De un aula de Mendoza a varios países
Pacto Parental nació en un colegio de Mendoza, en Argentina, cuando Ignacio Castro detectó en el curso de su hijo señales que le preocuparon, desde casos de ansiedad hasta grupos de WhatsApp que dejaban fuera a unos compañeros. Habló con la dirección, reunió a otros padres y dieron forma a un documento que emula un contrato.
La iniciativa se viralizó. Saltó de Mendoza a otras provincias argentinas y pronto llegaron peticiones de Paraguay, Perú, Colombia y Puerto Rico para adaptarla. Su impulsor admite que ni siquiera sabe cuántas familias participan ya, y prefiere que cada colegio ajuste el texto a su realidad antes que copiarlo.
En México, el Movimiento No Es Momento siguió un camino parecido desde Monterrey a finales de 2023 y suma ya más de 7.000 acuerdos firmados, unas 4.200 familias y 580 colegios. Las cifras del entorno explican la urgencia, porque en Argentina el 91 % de los chicos de once y doce años ya tiene móvil.
La fuerza está en no hacerlo solo
El motivo por el que estos grupos insisten en el acuerdo colectivo es sencillo. Un niño sin móvil en una fiesta o un torneo donde todos lo tienen queda aislado, y esa presión suele vencer a las buenas intenciones de una sola familia. Si se comprometen muchas a la vez, nadie es el raro.
Los promotores de estos colectivos describen una batalla desigual. Sostienen que un menor de nueve o diez años no tiene herramientas para resistirse a algoritmos diseñados para enganchar, cuyo único objetivo es que pase el mayor tiempo posible frente a la pantalla.

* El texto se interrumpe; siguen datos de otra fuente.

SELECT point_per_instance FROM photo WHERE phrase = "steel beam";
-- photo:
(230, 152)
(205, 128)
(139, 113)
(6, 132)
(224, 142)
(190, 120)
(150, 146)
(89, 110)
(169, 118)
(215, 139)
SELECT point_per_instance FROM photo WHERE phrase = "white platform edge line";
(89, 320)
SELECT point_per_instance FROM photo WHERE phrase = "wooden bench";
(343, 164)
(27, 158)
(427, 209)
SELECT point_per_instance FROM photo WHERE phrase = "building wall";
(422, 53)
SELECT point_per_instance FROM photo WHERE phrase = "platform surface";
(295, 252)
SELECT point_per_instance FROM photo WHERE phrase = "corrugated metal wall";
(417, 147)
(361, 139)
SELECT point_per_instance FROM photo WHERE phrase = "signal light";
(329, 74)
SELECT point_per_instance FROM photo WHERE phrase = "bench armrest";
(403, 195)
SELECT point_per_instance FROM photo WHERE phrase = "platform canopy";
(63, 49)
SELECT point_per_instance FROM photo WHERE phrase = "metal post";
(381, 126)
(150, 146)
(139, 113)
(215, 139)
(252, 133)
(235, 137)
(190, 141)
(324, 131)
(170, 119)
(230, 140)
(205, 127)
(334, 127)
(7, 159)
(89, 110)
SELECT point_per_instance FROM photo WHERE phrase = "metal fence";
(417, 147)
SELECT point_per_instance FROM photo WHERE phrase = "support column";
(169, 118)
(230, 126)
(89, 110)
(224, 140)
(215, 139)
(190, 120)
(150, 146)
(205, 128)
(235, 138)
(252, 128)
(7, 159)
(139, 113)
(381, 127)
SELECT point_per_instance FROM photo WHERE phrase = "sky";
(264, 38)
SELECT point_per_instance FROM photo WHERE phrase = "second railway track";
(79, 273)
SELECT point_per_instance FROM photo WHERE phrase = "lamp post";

Conviene no dar la ciencia por cerrada. La tesis de Haidt es muy influyente, pero otros investigadores advierten de que prohibir las redes sociales a menores puede desviar la atención de otros problemas si las plataformas siguen diseñadas para retenerlos.
Cuando la decisión llega a las leyes
La ola también ha llegado a los gobiernos. Australia se convirtió en diciembre de 2025 en el primer país que prohíbe las redes sociales a los menores de dieciséis, con multas millonarias para las plataformas, que en pocas semanas retiraron millones de cuentas de menores. El Parlamento Europeo ha respaldado, sin carácter vinculante, esa misma edad de dieciséis.
España va en la misma dirección. El Gobierno tramita una ley que eleva a dieciséis la edad mínima para las redes, ahora en catorce, y obliga a los colegios a regular el móvil en las aulas. Aun así, los impulsores admiten que sin educación digital en las familias las normas se acaban esquivando.